Кто знал, что здесь квартиры сдаются совершенно пустыми?! Без несчастных стульев и занавесок! Без плиты на кухне и кухонного стола! И на всё это – на съём, на договор и всякое разное ушло больше половины долларов, которые им выдали в Городском банке на обменные рубли. И доллары, оказывается, были «долларами» там, в Советском Союзе, а здесь они были малоплатёжеспособными бумажками, которые тоже надо было обменять на драхмы! Доллары никто не брал. Г реки даже не понимали, что за зелёные бумажки им показывают. Драхмы были огромными и мягкими, как портянки. И всё измерялось в сотнях и тысячах. Тысяча драхм! С отрезанной от тела головой статуи античного героя без зрачков. Вот «тысяча рублей» это было круто! Тысяча рублей это было… было целое состояние! Одна Аделаидина знакомая прибавила к тысяче рублей ещё полторы и купила себе однокомнатную квартиру! Ещё на тысячу рублей можно было купить четыре пары джинсов. Любых! Тысячу рублей Адель никогда не видела. Она получала восемьдесят на руки после всех удержек и платы за какую-то сумашедшую «бездетность». А тысяча драхм… На тысячу драхм можно было купить килограмм свинины и двухлитровую банку «Кока-колы». Или десять пар колготок. Или двенадцать хлебов… На двенадцать хлебов тратить тыщу драхм было безумно жалко! Лучше купить какие-нибудь тапочки, потому что крем для рук стоил тоже почти тыщу…
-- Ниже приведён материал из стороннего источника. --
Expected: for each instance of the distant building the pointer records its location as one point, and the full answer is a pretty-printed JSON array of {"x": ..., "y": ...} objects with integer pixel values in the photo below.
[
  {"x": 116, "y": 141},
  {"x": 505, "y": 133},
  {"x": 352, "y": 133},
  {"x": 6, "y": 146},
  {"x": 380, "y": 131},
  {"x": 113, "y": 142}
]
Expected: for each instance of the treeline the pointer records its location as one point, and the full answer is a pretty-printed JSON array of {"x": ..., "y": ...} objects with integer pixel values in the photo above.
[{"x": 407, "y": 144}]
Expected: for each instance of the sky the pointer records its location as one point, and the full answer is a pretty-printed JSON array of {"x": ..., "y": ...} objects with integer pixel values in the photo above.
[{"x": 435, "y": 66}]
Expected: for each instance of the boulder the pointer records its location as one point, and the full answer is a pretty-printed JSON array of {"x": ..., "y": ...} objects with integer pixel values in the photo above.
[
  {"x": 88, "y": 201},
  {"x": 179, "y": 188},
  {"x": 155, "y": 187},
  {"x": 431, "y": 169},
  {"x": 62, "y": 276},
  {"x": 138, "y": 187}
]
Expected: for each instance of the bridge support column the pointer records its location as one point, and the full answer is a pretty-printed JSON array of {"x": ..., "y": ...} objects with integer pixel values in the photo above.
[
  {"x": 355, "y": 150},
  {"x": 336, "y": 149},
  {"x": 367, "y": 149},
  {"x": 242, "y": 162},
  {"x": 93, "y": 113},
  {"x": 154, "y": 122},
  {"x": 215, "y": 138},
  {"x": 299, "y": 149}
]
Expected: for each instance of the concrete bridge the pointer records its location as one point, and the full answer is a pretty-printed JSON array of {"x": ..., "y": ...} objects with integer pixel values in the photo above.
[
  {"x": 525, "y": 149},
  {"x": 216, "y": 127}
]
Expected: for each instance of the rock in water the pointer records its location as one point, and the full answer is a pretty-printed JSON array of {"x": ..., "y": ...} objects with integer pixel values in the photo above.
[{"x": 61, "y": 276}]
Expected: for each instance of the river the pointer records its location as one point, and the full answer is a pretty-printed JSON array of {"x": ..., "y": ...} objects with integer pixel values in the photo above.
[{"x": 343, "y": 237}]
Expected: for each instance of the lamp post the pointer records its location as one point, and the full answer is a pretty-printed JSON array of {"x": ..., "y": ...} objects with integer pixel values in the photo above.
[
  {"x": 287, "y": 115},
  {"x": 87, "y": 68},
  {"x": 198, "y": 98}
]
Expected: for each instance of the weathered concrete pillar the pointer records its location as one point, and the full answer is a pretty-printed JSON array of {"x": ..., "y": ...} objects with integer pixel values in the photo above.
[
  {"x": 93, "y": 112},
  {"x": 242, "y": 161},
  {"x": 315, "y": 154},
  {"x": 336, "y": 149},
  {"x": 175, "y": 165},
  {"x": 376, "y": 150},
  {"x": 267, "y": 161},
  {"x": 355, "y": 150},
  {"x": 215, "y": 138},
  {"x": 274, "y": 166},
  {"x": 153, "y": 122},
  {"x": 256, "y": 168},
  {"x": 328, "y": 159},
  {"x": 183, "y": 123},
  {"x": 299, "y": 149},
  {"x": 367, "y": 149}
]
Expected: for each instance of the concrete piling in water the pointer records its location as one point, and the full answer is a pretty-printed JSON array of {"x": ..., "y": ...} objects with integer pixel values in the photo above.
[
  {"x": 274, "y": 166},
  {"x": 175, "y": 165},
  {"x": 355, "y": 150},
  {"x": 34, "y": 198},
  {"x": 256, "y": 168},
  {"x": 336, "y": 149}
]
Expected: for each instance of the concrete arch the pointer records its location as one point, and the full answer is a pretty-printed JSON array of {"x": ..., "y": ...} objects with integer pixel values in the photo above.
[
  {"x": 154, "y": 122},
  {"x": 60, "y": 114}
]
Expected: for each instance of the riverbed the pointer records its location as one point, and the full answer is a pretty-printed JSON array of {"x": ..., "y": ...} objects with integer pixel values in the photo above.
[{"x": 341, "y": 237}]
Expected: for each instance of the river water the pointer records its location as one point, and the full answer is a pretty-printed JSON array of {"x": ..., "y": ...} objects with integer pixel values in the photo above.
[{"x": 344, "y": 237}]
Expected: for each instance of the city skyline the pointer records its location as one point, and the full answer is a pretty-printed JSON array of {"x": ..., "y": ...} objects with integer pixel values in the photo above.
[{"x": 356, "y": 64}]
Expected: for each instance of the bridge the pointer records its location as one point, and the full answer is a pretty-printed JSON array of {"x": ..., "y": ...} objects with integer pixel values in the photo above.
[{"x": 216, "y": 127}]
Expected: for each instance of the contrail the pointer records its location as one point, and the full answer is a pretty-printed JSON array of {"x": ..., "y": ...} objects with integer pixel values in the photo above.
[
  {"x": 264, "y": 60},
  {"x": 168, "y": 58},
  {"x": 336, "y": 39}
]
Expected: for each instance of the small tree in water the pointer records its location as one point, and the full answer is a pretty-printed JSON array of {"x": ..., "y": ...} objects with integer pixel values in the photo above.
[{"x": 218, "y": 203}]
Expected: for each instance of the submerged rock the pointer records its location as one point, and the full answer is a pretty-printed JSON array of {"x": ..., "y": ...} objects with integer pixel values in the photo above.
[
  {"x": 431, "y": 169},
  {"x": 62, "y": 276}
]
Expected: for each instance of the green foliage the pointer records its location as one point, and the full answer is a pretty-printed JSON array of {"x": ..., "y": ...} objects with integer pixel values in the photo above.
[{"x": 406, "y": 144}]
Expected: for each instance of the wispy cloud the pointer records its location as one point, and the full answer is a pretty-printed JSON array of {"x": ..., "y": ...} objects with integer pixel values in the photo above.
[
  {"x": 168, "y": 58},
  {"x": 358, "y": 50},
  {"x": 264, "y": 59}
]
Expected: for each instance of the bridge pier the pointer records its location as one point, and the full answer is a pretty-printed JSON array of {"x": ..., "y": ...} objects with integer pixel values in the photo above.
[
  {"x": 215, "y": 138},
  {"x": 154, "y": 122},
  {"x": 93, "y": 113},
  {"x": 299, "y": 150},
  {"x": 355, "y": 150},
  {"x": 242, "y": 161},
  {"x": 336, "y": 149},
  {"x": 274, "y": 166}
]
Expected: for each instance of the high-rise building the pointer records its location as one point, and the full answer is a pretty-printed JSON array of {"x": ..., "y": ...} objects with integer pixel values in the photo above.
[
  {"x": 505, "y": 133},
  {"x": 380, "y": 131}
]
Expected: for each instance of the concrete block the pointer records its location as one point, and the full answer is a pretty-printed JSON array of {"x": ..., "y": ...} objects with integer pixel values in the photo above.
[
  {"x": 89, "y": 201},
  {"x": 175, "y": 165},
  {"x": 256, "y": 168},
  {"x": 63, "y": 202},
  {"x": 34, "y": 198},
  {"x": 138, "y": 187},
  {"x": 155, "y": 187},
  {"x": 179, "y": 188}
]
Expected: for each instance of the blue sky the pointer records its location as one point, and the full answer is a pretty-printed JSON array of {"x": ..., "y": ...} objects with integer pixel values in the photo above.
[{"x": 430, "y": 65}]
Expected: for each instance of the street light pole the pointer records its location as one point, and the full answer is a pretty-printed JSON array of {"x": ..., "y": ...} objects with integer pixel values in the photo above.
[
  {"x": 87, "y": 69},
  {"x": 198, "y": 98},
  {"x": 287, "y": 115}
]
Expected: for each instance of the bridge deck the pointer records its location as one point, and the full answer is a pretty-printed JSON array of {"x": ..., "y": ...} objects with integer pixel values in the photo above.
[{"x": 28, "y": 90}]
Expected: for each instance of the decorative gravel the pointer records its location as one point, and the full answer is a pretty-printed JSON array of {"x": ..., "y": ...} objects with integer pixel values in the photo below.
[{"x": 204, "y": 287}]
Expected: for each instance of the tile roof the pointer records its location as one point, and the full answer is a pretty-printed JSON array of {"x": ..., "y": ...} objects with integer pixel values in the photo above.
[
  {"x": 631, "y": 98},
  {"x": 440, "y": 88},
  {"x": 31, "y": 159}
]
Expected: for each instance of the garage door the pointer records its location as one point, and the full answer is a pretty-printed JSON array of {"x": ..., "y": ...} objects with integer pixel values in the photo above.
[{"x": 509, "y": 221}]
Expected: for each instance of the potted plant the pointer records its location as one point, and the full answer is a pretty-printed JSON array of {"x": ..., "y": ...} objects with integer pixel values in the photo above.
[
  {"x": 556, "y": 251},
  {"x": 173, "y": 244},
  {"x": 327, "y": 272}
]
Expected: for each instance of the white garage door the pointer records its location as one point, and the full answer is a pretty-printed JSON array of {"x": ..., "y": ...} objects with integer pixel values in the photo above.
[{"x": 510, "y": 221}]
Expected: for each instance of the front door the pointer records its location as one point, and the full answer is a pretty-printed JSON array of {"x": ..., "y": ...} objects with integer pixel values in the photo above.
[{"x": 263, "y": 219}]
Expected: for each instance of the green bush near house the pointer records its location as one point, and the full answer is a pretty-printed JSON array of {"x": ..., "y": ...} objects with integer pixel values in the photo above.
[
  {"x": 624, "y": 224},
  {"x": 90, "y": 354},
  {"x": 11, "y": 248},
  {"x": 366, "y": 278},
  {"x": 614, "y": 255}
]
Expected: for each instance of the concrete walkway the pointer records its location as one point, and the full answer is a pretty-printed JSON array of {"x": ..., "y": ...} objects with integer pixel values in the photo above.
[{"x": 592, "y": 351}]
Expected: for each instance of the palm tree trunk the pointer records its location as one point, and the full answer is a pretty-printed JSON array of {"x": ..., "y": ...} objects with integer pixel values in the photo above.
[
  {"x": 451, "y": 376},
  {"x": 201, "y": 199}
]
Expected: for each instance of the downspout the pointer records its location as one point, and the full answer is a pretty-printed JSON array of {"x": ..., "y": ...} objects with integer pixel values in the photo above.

На пятитысячной купюре был изображён мужик в тюбетейке и с усами. Аделаида свято верила, что это греческий Богдан Хмельницкий.
Килограмм мяса и бутылка «Коки»… А Лёша хотел есть каждый день!
Квартирку им помогли обустроить добрые соседи. Они без стука входили, толкнув входную дверь плечом, вносили какие-то вещи, то, что им не было нужно. Переговаривались друг с другом, спорили, доказывали что-то. На Адельку не обращали особого внимания. С ней только приветливо здоровались, проходили мимо, так, словно они тут хозяева, пришли обустроить квартиру на свой вкус, в которую поселят диковатых, но всё же любимых родственников из дикой России… Они в первый же день принесли стулья, стол. Кто-то сам повесил занавески на окна. С дырочками, прожжённые в нескольких местах сигаретами, но это были настоящие, знаменитые «греческие занавески»!.. Кто-то приволок матрас и положил его в спальне на пол. А одна добрая душа даже принесла кастрюлю с горячим супом!
Жить уже можно было, только деньги улетали с какой-то космической скоростью! Какие «колготки»?! Какие «джинсы»?! Всё уходило на еду и проезд в автобусе. Когда пришёл первый счёт за свет, Аделаида подумала, что у неё галлюцинации!